The cost savings can come as a boost, especially for lower-income households that spend a larger portion of their income on utilities. Research has shown that retailers in poorer neighborhoods had also been among the slowest to phase out energy-guzzling bulbs.
Over the next three decades, the rules will also reduce carbon dioxide emissions by 222 million tons, the Energy Department said, which it compared to the emissions from 28 million homes in a year.
LEDs have other advantages. Consumers can expect less running to the store for new bulbs or teetering on stepladders to replace them: LED bulbs last 25 to 50 times longer than their incandescent counterparts.
The new rules may pass with little fanfare.
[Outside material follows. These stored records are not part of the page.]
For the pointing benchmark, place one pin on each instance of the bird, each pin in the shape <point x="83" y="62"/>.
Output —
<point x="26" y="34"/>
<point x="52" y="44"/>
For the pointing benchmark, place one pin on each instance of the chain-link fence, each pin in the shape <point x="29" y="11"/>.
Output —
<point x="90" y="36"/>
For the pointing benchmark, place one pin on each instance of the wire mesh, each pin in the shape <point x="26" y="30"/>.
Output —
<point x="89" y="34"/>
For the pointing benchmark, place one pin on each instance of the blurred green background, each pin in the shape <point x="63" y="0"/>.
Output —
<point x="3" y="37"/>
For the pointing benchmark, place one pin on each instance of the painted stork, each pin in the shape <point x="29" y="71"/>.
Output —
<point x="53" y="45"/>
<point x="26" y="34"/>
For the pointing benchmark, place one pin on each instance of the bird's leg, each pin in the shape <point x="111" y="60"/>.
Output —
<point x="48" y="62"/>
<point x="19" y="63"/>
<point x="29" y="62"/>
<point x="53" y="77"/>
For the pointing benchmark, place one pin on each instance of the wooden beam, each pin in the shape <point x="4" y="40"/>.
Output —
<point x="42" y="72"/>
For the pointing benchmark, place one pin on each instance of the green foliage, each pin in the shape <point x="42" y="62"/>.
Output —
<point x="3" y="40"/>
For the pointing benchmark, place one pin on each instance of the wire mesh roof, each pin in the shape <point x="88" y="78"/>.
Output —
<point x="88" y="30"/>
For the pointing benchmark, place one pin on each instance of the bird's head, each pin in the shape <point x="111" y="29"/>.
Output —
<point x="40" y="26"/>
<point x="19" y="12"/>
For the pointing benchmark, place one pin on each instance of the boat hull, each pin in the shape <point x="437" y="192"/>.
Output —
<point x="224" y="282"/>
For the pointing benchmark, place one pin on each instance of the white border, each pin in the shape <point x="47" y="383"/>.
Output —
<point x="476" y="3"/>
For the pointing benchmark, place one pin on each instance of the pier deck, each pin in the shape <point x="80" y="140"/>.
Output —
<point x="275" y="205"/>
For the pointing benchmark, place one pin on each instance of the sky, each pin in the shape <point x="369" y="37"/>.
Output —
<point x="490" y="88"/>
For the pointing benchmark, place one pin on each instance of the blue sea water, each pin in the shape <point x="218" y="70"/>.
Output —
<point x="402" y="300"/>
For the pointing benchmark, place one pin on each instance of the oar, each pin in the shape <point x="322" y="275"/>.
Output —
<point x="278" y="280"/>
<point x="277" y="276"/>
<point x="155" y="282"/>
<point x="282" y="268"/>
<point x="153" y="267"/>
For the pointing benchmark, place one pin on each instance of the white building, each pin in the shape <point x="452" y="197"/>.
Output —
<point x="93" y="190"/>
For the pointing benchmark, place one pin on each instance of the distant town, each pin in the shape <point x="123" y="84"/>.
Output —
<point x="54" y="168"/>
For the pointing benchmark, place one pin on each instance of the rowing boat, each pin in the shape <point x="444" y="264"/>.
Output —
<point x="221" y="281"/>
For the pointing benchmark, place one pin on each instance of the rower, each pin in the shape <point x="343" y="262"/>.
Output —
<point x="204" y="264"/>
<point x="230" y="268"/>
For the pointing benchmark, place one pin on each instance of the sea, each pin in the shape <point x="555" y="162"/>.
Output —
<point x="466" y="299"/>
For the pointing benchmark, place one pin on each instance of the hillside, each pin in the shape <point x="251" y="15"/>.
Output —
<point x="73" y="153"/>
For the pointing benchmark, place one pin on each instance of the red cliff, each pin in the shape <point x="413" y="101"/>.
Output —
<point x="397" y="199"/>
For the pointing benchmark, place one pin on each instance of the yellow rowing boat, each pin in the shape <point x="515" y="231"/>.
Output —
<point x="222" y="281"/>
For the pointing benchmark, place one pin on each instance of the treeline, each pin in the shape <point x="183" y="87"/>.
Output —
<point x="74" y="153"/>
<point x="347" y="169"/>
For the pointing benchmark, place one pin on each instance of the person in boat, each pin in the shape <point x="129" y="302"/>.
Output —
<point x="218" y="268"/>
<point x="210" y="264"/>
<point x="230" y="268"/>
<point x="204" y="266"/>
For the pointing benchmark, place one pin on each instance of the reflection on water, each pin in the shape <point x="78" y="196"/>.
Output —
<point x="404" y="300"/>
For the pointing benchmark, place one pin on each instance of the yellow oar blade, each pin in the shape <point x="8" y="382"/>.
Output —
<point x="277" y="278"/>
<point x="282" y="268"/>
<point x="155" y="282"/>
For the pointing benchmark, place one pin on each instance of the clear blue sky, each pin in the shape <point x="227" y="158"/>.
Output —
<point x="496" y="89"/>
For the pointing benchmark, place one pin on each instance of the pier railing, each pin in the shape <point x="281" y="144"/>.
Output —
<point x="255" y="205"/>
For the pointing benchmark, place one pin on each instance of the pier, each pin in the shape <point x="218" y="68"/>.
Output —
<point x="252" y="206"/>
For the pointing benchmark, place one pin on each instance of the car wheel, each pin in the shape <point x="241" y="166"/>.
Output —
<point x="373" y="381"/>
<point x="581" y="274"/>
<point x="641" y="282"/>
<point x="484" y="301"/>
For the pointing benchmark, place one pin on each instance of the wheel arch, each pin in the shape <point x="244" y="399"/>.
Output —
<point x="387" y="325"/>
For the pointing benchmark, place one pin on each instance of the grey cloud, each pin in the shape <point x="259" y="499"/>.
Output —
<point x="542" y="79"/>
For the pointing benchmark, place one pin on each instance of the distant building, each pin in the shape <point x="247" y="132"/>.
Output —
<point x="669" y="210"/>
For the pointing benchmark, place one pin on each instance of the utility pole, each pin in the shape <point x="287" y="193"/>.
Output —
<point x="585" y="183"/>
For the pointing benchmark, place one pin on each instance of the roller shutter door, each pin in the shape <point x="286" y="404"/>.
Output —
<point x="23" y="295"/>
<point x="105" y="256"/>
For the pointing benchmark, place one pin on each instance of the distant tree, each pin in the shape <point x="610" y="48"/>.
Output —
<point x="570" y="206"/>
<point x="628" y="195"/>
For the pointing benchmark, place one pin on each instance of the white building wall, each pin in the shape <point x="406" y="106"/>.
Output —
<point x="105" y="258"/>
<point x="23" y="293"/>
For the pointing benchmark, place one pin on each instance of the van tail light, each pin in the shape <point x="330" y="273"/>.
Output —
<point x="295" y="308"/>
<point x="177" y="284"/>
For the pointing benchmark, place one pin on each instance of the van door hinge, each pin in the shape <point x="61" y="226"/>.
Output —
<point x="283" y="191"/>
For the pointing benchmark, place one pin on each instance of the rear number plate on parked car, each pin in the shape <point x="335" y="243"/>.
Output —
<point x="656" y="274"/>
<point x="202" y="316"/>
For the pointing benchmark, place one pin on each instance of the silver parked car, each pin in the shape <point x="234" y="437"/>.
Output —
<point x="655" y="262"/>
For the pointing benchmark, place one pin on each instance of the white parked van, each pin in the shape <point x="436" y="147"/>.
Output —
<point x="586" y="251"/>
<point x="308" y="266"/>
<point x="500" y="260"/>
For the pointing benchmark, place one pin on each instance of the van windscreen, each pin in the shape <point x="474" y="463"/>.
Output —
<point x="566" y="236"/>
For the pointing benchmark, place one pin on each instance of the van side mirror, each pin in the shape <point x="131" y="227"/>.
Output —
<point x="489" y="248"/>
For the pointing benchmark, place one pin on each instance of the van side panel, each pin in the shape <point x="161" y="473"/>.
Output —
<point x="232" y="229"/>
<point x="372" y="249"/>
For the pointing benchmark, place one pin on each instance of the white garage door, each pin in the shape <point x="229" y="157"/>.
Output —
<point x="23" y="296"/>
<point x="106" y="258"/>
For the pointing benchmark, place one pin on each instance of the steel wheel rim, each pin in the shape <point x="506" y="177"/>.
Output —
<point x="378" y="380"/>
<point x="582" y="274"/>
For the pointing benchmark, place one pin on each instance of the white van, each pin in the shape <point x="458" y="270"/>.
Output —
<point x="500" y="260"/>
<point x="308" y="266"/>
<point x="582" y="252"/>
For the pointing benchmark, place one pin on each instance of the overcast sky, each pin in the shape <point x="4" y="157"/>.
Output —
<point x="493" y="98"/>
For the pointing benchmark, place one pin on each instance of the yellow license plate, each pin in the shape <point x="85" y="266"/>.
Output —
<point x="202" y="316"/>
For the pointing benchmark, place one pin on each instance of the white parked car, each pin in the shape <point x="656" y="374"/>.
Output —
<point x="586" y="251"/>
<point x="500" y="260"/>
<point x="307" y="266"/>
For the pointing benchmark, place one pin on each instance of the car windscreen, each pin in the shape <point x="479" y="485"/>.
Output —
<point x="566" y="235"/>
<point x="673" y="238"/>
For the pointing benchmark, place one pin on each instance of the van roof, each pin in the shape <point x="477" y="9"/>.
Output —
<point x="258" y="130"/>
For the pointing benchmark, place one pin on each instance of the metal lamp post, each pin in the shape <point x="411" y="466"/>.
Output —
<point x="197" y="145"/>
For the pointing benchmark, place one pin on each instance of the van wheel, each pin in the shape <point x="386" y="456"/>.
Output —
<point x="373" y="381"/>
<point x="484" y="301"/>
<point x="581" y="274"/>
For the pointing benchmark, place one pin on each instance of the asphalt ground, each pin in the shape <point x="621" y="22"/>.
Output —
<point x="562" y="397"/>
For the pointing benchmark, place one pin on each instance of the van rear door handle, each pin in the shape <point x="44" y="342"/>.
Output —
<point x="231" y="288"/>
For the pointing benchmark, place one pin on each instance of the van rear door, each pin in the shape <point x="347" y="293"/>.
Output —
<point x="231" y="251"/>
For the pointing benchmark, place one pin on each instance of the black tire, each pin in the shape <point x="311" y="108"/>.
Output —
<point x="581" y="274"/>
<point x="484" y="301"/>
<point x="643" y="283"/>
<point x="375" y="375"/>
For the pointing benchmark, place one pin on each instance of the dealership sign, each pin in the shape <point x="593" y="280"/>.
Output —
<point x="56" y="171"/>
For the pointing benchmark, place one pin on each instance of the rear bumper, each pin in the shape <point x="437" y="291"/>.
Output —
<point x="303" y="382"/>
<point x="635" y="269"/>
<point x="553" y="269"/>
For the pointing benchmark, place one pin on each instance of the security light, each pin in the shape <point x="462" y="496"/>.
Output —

Over the past year, most retailers have taken inefficient bulbs off their shelves in anticipation of the rule, said Andrew deLaski, executive director of the Appliance Standards Awareness Project, which advocates for appliance efficiency rules.
“I don’t think most people have noticed,” he said.
The shift from traditional incandescent bulbs to LED lights ends a political debate that was once a Republican rallying point, like the Trump-era “Make Dishwashers Great Again” partisan battle and the more recent political sparring over gas stoves.
Congress established the first national light bulb efficiency standards in 2007, which were signed into law by President George W. Bush. Starting in 2012, the law required new bulbs to use 28 percent less power than existing incandescents, marking the beginning of the end for older designs.
“The government has no business telling a person what kind of light bulb to buy,” Representative Michele Bachmann, a Republican from Minnesota, said in 2012introducing the “Light Bulb Freedom of Choice Act” to repeal the federal requirement.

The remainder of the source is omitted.